As the Washington Examiner's Philip Klein detailed in an Oct. 3 special report from London, Britain's 65-year-old National Health Service is extraordinarily resistant to change. Throughout the decades, governments have tried to put their own stamp on the NHS, but both liberals and conservatives have balked at fundamentally changing it. This was even true of the “Iron Lady,” Prime Minister Margaret Thatcher. In fact, it was her Chancellor of the Exchequer, Nigel Lawson, who famously said, "The NHS is the closest thing the English have to a religion.”
The NHS doesn’t maintain its exalted status in Britain based on superior performance. As Klein reported, “Britain typically ranks poorly among developed nations when it comes to cancer outcomes. The U.S. is well ahead of the U.K. in the five-year survival rates for 22 out of 23 different types of cancers, according to data from the American Cancer Society.”
Klein also detailed the recent scandal at Stafford Hospital in Britain, where as many as 1,200 unnecessary deaths were blamed in a government report on the appalling state of care. Nurses put trays of food out of the reach of immobile patients and left people to relieve themselves in their own beds instead of helping them go to the bathroom. In some cases, patients even drank out of dirty flower vases in the hallways because they couldn’t get water anywhere else. Under the Liverpool Care Pathway – first developed in the late 1990s – thousands of families were uninformed when their loved ones were removed from life support, and in extreme cases relatives were scolded by nurses for trying to give water to their dying loved ones.
Yet, because the NHS is free at the point of care and available to all, there’s significant resistance within Britain to serious reforms. To be sure, there are important differences between the NHS (a system in which government runs the hospitals and pays doctors) and Obamacare (a system of compulsory, highly regulated and subsidized insurance). But the NHS certainly provides a lesson in the resilience of government health programs.

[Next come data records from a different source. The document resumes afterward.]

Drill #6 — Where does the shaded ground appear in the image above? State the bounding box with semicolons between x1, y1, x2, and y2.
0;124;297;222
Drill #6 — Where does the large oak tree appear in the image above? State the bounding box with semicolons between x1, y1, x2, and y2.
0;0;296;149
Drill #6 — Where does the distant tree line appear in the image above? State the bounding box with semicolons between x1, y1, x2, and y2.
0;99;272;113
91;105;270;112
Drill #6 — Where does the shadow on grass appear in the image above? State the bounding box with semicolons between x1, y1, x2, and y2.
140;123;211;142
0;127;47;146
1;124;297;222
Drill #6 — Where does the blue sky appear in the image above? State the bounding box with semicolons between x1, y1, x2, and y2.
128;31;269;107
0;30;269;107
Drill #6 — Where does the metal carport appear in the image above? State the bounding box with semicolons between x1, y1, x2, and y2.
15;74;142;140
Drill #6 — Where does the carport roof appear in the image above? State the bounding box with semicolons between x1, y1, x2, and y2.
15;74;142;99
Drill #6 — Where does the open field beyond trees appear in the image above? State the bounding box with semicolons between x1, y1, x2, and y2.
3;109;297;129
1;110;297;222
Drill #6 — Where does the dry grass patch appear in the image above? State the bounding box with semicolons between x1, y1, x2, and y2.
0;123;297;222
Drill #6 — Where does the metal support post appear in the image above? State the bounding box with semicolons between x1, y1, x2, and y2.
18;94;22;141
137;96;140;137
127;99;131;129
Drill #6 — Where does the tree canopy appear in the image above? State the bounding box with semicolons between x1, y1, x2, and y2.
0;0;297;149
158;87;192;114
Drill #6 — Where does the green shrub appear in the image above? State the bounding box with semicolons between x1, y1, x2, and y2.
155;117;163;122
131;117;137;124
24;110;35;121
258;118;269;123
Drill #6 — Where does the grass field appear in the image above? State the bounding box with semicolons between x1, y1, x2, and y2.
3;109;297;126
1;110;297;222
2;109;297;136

Starting on Jan. 1 Obamacare will add millions of beneficiaries to Medicaid and hand out subsidies for individuals to purchase insurance. Even if the changes Obamacare is making cause severe problems for the nation’s health care system, it will become exceedingly difficult as a political matter for Republicans to strip away benefits from those already receiving them, no matter how shabby the benefits are. That is why Republicans are fighting so hard to prevent the nation from embarking on a program about which little is known except its inevitably high cost.